Scharlaken wasplaat

Ook de Scharlaken wasplaat (Hygrocybe coccinea) komt op de Waddeneilanden voor. Als we ons eerst even richten op de kleur 'scharlaken', dan snapt iedereen wel dat het de oude Nederlandse vorm is van het Engelse scarlet ('paars'). Maar in het Latijn betekende scarlatum niet alleen de kleur paars, maar ook een paarse stof. De verfstof paars was peperduur, want het werd gewonnen uit een klier van kleine zeeslakjes, zoals als de brandhoren (Bolinus brandaris) en de gestreepte zeeslak (Hexaplex trunculus). Alleen hoogwaardigheidsbekleders konden zich paarse kleding veroorloven.
De scharlaken wasplaat is dus paars en leeft saprotroof in de duinen. Soms tref je hem ook aan in wegbermen en in oude gazons op kerkhoven. Ook op open plekken in het bos kun je hem soms aantreffen. Andere mogelijke plaatsen waar je de scharlaken wasplaat kan aantreffen zijn oude, schrale, mosrijke graslanden, vooral op kort gemaaid grasland waar geen kunstmest en selectieve onkruidverdelgers worden gebruikt.

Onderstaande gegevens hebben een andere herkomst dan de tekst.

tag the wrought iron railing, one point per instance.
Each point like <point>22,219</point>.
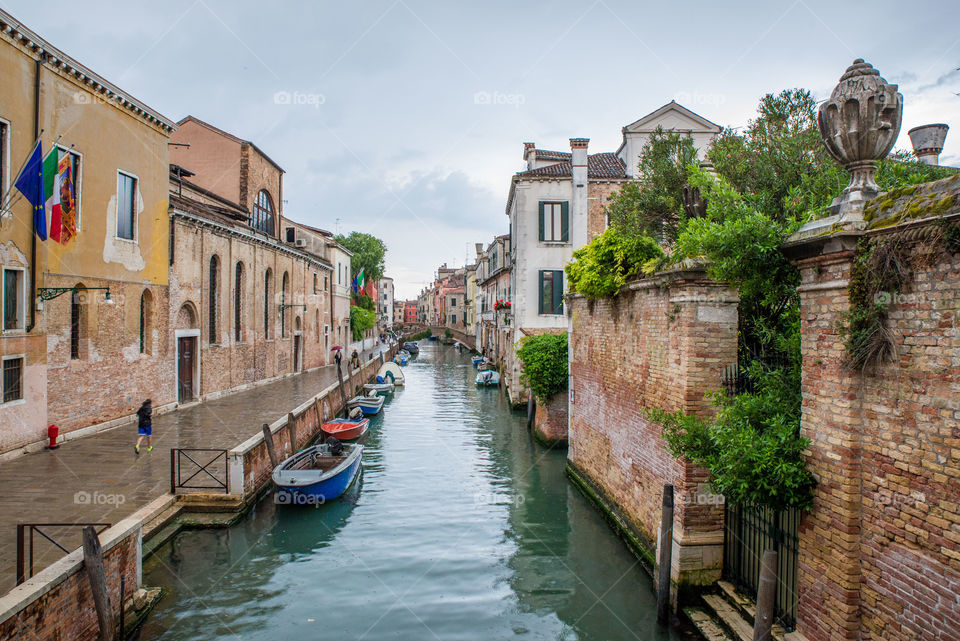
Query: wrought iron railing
<point>212,474</point>
<point>749,531</point>
<point>26,543</point>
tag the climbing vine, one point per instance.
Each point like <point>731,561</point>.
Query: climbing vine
<point>544,365</point>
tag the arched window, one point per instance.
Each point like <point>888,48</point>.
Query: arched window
<point>285,284</point>
<point>263,212</point>
<point>267,277</point>
<point>146,315</point>
<point>214,295</point>
<point>238,303</point>
<point>78,320</point>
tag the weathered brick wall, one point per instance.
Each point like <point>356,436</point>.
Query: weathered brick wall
<point>550,421</point>
<point>66,611</point>
<point>661,343</point>
<point>110,357</point>
<point>880,551</point>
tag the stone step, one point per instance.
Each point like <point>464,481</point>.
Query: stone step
<point>704,623</point>
<point>730,617</point>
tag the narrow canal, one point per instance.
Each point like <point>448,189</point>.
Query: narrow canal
<point>461,527</point>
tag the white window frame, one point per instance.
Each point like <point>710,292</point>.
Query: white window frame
<point>77,182</point>
<point>23,378</point>
<point>22,300</point>
<point>136,217</point>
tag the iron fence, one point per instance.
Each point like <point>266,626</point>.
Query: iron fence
<point>214,472</point>
<point>26,543</point>
<point>749,531</point>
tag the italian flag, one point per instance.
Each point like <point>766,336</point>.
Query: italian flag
<point>60,195</point>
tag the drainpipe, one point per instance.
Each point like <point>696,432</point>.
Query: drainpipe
<point>33,235</point>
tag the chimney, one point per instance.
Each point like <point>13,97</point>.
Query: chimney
<point>528,148</point>
<point>927,141</point>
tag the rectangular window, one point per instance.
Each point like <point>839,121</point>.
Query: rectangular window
<point>555,222</point>
<point>551,291</point>
<point>12,379</point>
<point>126,205</point>
<point>12,298</point>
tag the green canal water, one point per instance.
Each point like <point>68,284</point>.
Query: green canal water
<point>461,527</point>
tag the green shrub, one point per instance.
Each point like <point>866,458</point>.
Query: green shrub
<point>608,262</point>
<point>544,367</point>
<point>360,321</point>
<point>753,448</point>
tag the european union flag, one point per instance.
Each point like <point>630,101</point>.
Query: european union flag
<point>30,184</point>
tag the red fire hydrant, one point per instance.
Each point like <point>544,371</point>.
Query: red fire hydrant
<point>52,432</point>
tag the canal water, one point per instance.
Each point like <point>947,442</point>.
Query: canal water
<point>461,527</point>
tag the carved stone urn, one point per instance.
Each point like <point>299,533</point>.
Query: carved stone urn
<point>859,125</point>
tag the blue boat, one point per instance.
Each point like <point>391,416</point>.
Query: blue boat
<point>316,475</point>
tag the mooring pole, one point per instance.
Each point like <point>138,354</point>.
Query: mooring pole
<point>93,563</point>
<point>268,439</point>
<point>343,394</point>
<point>766,596</point>
<point>666,552</point>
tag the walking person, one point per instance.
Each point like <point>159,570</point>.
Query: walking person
<point>145,425</point>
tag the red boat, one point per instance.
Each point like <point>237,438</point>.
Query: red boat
<point>346,429</point>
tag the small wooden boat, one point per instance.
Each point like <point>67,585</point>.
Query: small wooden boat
<point>316,475</point>
<point>369,405</point>
<point>390,372</point>
<point>380,388</point>
<point>488,378</point>
<point>346,429</point>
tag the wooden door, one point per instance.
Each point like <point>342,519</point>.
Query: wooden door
<point>186,353</point>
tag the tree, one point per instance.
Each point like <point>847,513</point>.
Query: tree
<point>368,254</point>
<point>652,205</point>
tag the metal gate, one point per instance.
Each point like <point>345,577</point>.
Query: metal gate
<point>748,532</point>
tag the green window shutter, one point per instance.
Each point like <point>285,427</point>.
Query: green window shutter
<point>565,222</point>
<point>540,297</point>
<point>558,292</point>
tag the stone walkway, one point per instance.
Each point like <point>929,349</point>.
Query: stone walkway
<point>100,479</point>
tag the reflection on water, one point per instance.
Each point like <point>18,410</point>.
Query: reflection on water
<point>460,527</point>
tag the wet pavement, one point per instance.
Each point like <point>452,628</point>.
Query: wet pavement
<point>100,479</point>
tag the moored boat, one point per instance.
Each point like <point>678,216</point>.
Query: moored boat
<point>488,378</point>
<point>369,405</point>
<point>346,429</point>
<point>318,474</point>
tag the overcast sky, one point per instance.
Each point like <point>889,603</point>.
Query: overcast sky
<point>378,110</point>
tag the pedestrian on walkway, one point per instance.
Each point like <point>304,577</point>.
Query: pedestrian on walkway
<point>144,425</point>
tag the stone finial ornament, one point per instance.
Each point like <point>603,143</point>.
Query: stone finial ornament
<point>859,125</point>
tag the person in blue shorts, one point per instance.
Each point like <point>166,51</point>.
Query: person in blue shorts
<point>144,425</point>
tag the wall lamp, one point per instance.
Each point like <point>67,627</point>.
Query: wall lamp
<point>49,293</point>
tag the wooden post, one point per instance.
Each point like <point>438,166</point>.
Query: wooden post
<point>268,439</point>
<point>93,563</point>
<point>292,429</point>
<point>343,394</point>
<point>766,596</point>
<point>666,553</point>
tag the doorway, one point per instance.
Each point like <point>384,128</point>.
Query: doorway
<point>186,365</point>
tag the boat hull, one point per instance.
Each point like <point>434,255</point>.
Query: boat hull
<point>346,429</point>
<point>310,487</point>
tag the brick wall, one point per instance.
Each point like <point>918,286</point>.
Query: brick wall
<point>880,551</point>
<point>659,343</point>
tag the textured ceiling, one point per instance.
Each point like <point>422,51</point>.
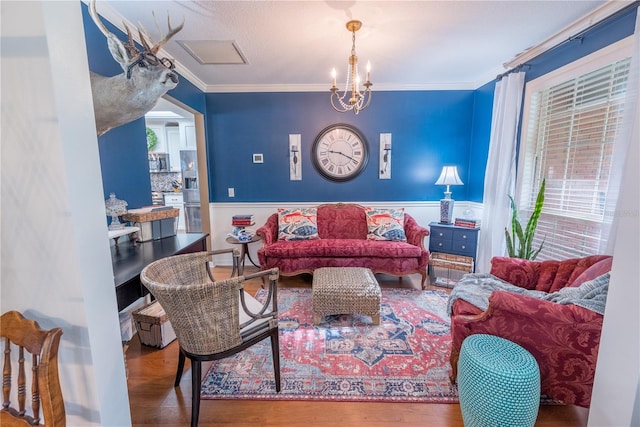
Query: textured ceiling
<point>292,45</point>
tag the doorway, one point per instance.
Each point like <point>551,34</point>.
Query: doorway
<point>173,143</point>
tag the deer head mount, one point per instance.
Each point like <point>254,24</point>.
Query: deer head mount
<point>145,78</point>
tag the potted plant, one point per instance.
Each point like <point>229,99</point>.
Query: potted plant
<point>524,237</point>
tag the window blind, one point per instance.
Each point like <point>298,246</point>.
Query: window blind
<point>571,132</point>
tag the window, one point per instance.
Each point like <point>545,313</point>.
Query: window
<point>571,120</point>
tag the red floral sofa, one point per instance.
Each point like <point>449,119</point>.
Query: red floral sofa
<point>564,339</point>
<point>344,240</point>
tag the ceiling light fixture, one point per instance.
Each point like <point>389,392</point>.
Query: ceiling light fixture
<point>358,100</point>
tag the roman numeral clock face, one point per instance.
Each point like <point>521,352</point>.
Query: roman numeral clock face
<point>340,152</point>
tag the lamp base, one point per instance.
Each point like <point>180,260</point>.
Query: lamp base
<point>446,210</point>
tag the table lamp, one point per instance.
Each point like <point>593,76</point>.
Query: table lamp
<point>449,176</point>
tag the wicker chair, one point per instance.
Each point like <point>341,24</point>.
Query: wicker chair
<point>212,319</point>
<point>22,334</point>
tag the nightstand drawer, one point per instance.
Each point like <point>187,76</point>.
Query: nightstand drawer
<point>438,233</point>
<point>439,245</point>
<point>462,247</point>
<point>466,236</point>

De scharlakenrode hoed van de scharlaken wasplaat heeft een diameter van 2 tot 5 centimeter. Diens vorm is aanvankelijk klokvormig, maar later afgeplat. Het oppervlak van de hoed is licht gegroefd. Bij vochtige omstandigheden is de hoed glanzend en bij droogte mat. De lamellen zijn aanvankelijk roodachtig oranje met gelige lamelsnede. Later worden geler naarmate het vruchtlichaam ouder wordt, maar ze behouden hun gele snede.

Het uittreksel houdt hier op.